Harem In The Intergalactic Apocalypse

191 [Bonus chapter] Calm Down, Uncle Ben

While she thought I got to work on healing John, it wasn't like I had to put more effort into it. My System could be considered autonomous, but that wasn't the whole truth.

I had split my mind in two, and that meant that one half of me was always working and controlling my System. This made it so I could just direct the flow of things with my intentions. Not having to constantly pull up charts and menus when in battle or trying to do complicated things was a beautiful thing.

John's injury would have been fatal, even if we got him to a doctor, and there was power. There was more than just a normal infection. As my System healed him, I also took samples of the strange cells that were trying to destroy his body from the inside out. These things were the reason why he would have died, not the severed arm.

[Target: Wargon Blood Leukocytes]

[Information: Responsible for protecting Wargon from infection and disease. They have a special code that registers all known cells in the Wargon's body, and anything that is not part of that code is attacked. When introduced to another creature's body, they will attack all living cells, devouring them, and reproducing, resulting from the consumption.]

Wow, that was some scary shit. The Wargon's white blood cells were amazing and could be useful in the future. If we could integrate them into humans, this would basically stop all organic infections and diseases. It wouldn't stop things like metal or radio wave poisonings like lead or radiation, but still incredibly useful.

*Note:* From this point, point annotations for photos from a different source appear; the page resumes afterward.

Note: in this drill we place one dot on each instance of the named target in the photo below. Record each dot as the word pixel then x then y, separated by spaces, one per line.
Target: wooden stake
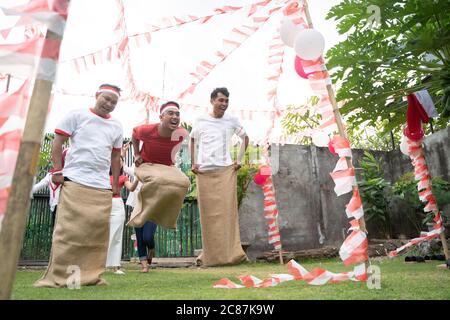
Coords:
pixel 8 81
pixel 338 117
pixel 281 256
pixel 13 226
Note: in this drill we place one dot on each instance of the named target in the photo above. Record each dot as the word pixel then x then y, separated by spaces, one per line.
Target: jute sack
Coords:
pixel 161 196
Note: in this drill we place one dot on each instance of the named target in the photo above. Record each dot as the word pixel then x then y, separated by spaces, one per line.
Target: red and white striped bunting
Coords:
pixel 235 39
pixel 13 110
pixel 271 213
pixel 414 150
pixel 317 277
pixel 21 59
pixel 52 13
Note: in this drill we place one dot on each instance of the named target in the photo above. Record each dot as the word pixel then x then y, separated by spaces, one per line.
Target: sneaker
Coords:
pixel 151 254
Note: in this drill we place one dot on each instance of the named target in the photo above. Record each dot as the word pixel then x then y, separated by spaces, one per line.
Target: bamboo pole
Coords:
pixel 8 82
pixel 13 226
pixel 343 134
pixel 338 117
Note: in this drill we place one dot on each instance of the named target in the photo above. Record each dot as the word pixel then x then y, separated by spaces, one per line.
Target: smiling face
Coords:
pixel 106 103
pixel 170 119
pixel 220 105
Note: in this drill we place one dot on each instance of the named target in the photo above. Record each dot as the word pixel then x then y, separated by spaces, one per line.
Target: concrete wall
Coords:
pixel 310 213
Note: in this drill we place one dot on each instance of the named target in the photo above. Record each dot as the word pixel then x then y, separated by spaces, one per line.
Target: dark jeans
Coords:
pixel 54 216
pixel 145 237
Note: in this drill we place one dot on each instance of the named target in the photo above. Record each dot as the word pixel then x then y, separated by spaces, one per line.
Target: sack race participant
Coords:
pixel 163 185
pixel 217 182
pixel 80 237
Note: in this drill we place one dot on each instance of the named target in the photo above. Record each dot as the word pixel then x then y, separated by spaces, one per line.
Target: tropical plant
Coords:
pixel 376 66
pixel 375 193
pixel 405 188
pixel 300 120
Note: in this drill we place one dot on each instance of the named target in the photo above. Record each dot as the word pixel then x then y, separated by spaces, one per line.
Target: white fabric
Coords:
pixel 92 139
pixel 116 223
pixel 427 103
pixel 54 194
pixel 131 200
pixel 213 140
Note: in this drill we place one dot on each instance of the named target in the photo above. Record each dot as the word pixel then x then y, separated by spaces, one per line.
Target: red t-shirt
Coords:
pixel 157 149
pixel 122 180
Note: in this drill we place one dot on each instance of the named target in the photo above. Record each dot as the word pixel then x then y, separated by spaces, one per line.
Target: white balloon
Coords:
pixel 320 138
pixel 309 44
pixel 288 31
pixel 404 146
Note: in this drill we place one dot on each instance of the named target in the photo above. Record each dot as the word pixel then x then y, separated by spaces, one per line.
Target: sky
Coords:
pixel 162 67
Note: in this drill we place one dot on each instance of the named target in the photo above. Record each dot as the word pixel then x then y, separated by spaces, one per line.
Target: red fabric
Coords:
pixel 157 149
pixel 415 115
pixel 122 180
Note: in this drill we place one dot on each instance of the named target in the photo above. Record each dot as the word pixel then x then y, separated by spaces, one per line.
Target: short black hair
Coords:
pixel 110 85
pixel 170 102
pixel 222 90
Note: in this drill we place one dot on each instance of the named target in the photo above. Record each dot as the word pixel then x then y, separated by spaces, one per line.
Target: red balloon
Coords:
pixel 265 171
pixel 299 68
pixel 259 179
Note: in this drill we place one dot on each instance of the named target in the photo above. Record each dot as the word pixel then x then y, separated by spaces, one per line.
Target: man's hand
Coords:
pixel 57 179
pixel 125 148
pixel 138 160
pixel 194 168
pixel 116 190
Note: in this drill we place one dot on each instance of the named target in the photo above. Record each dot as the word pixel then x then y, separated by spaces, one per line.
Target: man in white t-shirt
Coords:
pixel 211 144
pixel 81 234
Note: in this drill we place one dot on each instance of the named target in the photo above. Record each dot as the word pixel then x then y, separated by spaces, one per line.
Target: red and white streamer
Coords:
pixel 275 62
pixel 21 59
pixel 237 36
pixel 414 150
pixel 52 13
pixel 13 110
pixel 317 277
pixel 271 213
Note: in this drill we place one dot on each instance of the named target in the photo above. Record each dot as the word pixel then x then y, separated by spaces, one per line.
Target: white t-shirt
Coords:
pixel 92 139
pixel 213 140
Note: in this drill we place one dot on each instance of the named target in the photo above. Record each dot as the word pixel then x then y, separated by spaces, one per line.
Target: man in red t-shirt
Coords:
pixel 161 141
pixel 163 186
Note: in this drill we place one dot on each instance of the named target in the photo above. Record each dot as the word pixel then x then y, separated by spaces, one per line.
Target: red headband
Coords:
pixel 109 89
pixel 168 105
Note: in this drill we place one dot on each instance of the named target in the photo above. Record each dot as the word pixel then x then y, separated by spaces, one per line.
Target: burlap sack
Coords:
pixel 217 197
pixel 161 196
pixel 80 237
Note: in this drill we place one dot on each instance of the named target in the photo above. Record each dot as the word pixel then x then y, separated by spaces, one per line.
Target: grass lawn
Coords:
pixel 399 280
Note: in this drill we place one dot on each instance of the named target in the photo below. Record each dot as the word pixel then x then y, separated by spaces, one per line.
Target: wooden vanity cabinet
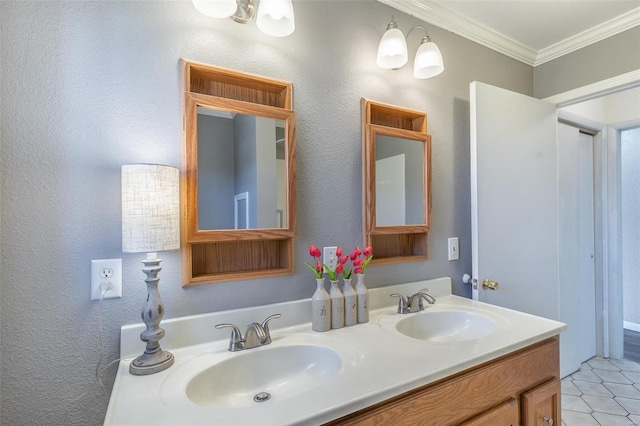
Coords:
pixel 521 388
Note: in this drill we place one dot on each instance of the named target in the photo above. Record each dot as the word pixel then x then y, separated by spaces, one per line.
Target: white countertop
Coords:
pixel 382 363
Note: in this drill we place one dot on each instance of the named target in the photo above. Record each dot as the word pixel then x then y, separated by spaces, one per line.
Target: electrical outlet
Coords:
pixel 454 250
pixel 330 259
pixel 106 272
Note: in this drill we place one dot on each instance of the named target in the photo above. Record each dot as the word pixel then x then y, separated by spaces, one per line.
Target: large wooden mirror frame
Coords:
pixel 394 243
pixel 216 255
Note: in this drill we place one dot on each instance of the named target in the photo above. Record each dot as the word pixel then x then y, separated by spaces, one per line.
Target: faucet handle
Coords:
pixel 236 336
pixel 265 327
pixel 429 298
pixel 402 303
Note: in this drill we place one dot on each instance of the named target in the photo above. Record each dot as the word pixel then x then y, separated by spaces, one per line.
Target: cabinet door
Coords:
pixel 505 414
pixel 541 405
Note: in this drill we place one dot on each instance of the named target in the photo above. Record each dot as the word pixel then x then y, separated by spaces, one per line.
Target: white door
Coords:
pixel 514 207
pixel 576 247
pixel 390 191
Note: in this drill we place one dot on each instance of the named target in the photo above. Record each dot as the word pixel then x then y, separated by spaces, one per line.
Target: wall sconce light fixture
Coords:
pixel 151 223
pixel 392 52
pixel 274 17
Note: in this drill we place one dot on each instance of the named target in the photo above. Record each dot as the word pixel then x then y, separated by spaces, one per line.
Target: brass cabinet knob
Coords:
pixel 489 285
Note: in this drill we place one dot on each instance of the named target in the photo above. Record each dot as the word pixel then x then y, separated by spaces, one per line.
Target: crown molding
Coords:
pixel 611 85
pixel 593 35
pixel 434 13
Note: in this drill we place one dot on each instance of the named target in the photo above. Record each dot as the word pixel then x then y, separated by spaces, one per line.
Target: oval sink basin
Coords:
pixel 278 372
pixel 290 366
pixel 446 326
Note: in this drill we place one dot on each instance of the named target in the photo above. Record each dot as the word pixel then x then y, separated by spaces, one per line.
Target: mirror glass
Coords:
pixel 241 171
pixel 400 180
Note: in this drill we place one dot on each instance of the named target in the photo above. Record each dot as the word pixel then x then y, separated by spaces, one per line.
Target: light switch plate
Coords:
pixel 454 249
pixel 330 259
pixel 106 271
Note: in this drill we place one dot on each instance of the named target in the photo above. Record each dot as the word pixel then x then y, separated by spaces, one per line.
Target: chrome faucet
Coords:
pixel 414 303
pixel 256 335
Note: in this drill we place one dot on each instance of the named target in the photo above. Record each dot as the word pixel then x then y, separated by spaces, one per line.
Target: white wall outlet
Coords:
pixel 109 272
pixel 330 259
pixel 454 249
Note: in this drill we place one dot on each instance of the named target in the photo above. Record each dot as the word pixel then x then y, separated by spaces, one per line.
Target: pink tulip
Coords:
pixel 355 253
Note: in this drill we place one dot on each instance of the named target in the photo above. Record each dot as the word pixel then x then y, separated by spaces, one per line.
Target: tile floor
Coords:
pixel 604 392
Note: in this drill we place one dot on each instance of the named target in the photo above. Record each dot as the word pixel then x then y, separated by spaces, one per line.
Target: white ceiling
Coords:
pixel 531 31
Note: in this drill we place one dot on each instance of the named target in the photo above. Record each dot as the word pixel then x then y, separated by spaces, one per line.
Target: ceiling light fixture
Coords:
pixel 392 52
pixel 274 17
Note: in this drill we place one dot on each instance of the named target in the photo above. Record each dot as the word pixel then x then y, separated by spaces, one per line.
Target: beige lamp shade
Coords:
pixel 150 208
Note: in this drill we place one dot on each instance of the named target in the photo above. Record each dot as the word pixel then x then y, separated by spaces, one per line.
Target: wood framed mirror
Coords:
pixel 396 161
pixel 238 186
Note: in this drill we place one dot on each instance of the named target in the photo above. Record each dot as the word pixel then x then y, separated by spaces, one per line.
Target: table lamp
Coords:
pixel 151 223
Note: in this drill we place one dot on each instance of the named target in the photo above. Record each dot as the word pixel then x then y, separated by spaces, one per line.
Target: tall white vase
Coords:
pixel 337 305
pixel 363 299
pixel 320 308
pixel 350 303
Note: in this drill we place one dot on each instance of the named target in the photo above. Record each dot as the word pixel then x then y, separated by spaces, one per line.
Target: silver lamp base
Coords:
pixel 154 359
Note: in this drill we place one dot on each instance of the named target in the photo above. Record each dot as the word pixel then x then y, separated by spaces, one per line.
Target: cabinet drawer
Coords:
pixel 505 414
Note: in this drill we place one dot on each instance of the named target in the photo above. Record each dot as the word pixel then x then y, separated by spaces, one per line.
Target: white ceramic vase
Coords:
pixel 337 305
pixel 363 299
pixel 320 308
pixel 350 303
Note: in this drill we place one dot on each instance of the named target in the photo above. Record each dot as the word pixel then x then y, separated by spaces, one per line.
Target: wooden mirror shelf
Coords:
pixel 221 254
pixel 398 238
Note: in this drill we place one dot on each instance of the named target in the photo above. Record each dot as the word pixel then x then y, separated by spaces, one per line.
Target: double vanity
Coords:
pixel 458 361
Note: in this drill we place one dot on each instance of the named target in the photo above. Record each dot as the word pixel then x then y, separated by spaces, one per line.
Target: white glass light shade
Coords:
pixel 150 208
pixel 392 50
pixel 428 61
pixel 275 17
pixel 216 8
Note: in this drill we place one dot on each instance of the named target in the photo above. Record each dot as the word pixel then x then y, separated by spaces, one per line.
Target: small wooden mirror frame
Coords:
pixel 400 243
pixel 210 256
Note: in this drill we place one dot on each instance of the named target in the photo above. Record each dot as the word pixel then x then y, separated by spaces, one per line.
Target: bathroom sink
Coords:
pixel 446 326
pixel 290 366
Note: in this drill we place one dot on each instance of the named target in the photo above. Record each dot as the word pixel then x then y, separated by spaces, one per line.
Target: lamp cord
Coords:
pixel 98 369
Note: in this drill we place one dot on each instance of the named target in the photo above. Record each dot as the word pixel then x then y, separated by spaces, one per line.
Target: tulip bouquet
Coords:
pixel 317 266
pixel 360 259
pixel 333 274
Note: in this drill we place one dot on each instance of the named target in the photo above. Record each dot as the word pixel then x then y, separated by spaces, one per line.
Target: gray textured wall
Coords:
pixel 608 58
pixel 630 153
pixel 89 86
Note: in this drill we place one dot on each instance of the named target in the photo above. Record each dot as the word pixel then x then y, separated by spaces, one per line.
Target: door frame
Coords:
pixel 607 200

"So, you came to the base to do what? It is still dark in here, so I can assume the power isn't on, right?" Candace asked as I continued to heal John.

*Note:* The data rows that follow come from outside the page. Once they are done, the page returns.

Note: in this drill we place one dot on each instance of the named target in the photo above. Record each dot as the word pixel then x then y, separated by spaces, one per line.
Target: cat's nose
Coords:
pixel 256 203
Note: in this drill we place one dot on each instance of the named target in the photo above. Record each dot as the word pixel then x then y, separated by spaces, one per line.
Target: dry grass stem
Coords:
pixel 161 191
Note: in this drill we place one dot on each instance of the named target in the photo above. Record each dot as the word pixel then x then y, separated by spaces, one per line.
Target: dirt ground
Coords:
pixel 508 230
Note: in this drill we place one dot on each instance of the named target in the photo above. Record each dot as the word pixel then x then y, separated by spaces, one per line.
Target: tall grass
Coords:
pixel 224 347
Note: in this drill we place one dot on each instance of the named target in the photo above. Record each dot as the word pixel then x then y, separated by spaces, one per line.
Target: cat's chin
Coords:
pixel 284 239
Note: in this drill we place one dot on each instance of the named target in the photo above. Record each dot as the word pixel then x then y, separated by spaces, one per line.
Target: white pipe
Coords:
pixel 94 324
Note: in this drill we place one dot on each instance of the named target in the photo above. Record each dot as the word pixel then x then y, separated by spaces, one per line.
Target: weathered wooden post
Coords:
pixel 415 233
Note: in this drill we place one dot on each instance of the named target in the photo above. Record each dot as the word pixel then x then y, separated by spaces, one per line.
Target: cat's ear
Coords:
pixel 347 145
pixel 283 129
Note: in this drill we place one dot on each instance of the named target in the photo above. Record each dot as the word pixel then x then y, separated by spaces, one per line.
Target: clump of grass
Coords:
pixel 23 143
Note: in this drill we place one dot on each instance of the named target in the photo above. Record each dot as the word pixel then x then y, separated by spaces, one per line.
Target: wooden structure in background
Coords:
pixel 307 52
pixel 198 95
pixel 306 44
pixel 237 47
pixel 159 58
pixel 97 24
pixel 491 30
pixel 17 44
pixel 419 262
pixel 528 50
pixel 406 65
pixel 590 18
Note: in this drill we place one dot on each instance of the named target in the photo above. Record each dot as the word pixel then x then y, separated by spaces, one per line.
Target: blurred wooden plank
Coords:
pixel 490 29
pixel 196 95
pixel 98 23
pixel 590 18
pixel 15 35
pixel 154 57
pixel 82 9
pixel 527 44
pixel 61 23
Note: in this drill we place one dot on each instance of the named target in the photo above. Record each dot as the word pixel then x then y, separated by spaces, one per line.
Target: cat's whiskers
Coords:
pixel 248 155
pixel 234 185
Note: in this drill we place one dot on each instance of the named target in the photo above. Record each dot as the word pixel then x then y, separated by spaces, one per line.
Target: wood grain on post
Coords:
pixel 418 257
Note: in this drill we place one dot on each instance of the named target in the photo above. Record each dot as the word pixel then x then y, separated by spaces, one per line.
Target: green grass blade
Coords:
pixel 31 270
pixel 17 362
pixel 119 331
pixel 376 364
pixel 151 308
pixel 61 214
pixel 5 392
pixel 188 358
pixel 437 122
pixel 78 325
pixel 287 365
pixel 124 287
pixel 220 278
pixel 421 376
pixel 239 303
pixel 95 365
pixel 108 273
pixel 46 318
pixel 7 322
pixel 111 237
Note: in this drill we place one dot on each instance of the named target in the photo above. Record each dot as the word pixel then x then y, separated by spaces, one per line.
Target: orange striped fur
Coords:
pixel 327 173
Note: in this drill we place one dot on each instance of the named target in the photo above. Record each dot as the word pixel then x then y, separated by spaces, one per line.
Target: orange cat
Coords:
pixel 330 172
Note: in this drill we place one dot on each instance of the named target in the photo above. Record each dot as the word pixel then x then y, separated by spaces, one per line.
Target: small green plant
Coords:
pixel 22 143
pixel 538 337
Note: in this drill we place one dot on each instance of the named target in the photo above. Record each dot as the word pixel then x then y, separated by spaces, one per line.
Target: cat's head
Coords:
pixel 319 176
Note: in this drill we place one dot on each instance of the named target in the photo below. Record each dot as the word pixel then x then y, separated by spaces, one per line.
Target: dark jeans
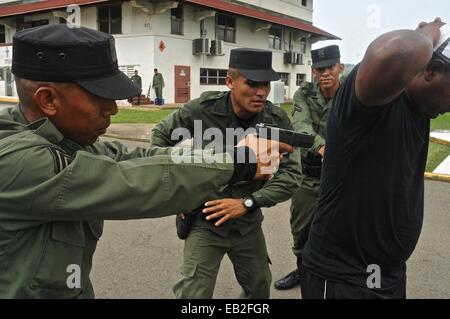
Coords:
pixel 314 287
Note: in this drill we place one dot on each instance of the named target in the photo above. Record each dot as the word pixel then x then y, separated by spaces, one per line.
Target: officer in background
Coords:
pixel 137 80
pixel 59 182
pixel 312 103
pixel 158 85
pixel 234 226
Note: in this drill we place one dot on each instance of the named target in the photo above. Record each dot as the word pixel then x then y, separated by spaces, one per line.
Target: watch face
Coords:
pixel 248 203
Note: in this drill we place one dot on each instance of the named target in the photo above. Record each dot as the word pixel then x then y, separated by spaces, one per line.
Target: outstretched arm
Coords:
pixel 393 60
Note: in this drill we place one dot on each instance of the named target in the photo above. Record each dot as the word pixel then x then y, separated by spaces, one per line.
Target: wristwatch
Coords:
pixel 250 203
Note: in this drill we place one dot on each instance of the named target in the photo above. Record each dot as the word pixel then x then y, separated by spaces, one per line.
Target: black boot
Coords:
pixel 289 281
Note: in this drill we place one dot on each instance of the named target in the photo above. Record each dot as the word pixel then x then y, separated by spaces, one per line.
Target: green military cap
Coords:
pixel 325 57
pixel 60 53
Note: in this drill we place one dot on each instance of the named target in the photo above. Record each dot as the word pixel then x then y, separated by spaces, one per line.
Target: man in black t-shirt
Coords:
pixel 370 210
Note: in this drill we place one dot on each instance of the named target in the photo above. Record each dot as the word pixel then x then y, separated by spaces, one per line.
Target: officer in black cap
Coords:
pixel 312 103
pixel 59 182
pixel 233 226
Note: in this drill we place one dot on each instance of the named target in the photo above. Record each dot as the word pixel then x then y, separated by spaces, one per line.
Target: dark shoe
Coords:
pixel 288 282
pixel 184 225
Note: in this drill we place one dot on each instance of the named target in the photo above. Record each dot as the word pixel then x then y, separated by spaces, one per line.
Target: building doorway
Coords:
pixel 182 83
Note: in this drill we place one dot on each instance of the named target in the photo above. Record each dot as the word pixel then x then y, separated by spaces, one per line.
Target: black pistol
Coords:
pixel 285 136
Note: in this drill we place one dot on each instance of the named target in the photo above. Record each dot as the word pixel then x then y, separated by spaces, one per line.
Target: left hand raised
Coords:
pixel 227 208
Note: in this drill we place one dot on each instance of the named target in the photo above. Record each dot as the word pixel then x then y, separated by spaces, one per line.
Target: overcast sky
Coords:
pixel 359 22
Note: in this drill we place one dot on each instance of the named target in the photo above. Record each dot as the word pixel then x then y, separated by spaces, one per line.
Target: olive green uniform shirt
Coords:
pixel 214 110
pixel 55 194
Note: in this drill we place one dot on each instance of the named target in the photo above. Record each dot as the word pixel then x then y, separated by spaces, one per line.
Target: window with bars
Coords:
pixel 110 19
pixel 213 76
pixel 284 77
pixel 303 45
pixel 300 78
pixel 128 69
pixel 275 38
pixel 176 20
pixel 226 28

The cells were very hard to get out of the body because none of them could be left behind. This made the job a lot more meticulous for my System, but I just had to sit back and watch the loading bar fill up.

"Do some exploring, look for some specific aliens, you know. This is area fifty-one, after all," I chuckled, but she narrowed her eyes on me.

"You didn't come to save people?" Candace asked in a pointed tone.

"Nope, this just happened," I replied.

"You are not much of a hero," Candace said, and I placed a hand on my chest to mock being hurt.

"I am going to pretend like that hurts my feelings, but that word has worn out its welcome for me," I sighed.

"But, you have power! You have responsibilities!" Candace demanded, but I put a hand up.

"Calm the fuck down, Uncle Ben. I am not Spiderman, and this is not a movie. You have no idea what has been going on or what has happened. I don't owe anyone anything, so keep your opinions to yourself about whether I am a hero or not because I don't actually care. I was left as one person out of nine billion with the power to stop what attacked us. I stopped them, and now they are working on cleaning up their mess," I explained, trying to to get upset, but the word Hero grated on me now.

I was no Hero, and I didn't plan on becoming one. I was working to protect my people and the others that I chose, nothing more or less. I would do whatever it took to do that. I would become a monster to fight the other monsters that stepped on me. I will become the villain if that is what it takes to remove the great evil that held me back from what I wanted.

I continued to heal John, but Candace stayed quiet.

Not everyone was going to agree with me, and that was fine. I wasn't in the business of forcing people to do anything outside of basic things to keep them healthy. I would not stand to have people getting sick and dying because their heads were too hard.

That was going to be one of the biggest hurdles going forward. Even the people that could accept my policy of no human on human aggression, there were going to be those that had trouble with the new concepts. This I could handle, but it was something that I was going to have to figure out how to nip in the bud.

I had to hope that much of this kind of attitude was tied to mental diseases and we could cure them, but that wasn't all that caused them. The people of this world had been subjected to nothing but constant lies to keep people in order, or that was what they told themselves. People were going to have a hard time trusting anything, but they were going to have to learn.

The question was, how much time did I have before I needed everyone on the same page? That question brought me back to the one that had started bothering me today.

What happens when I reach that time? Would I actually leave hundreds of millions, possibly billions of people, out to die? If they were left on the surface, all of them would be killed by radiation sickness, and they would be horrible deaths. What about all the kids that weren't allowed to make a choice because their hard-headed parents made it for them?

I hated that I was the one holding the ax, but a choice would have to be made. Whatever choice I made was going to be with me for the rest of my life, and that looked to be very long. I had to hope that one day I would be able to look back at all of this and nod to myself for making the right choices.

With great powers come great responsibilities. Yeah, Uncle Ben had it right, but I was starting to feel more like Thanos than any Superhero.

As the big purple man said, "Fun isn't something one considers when balancing the universe."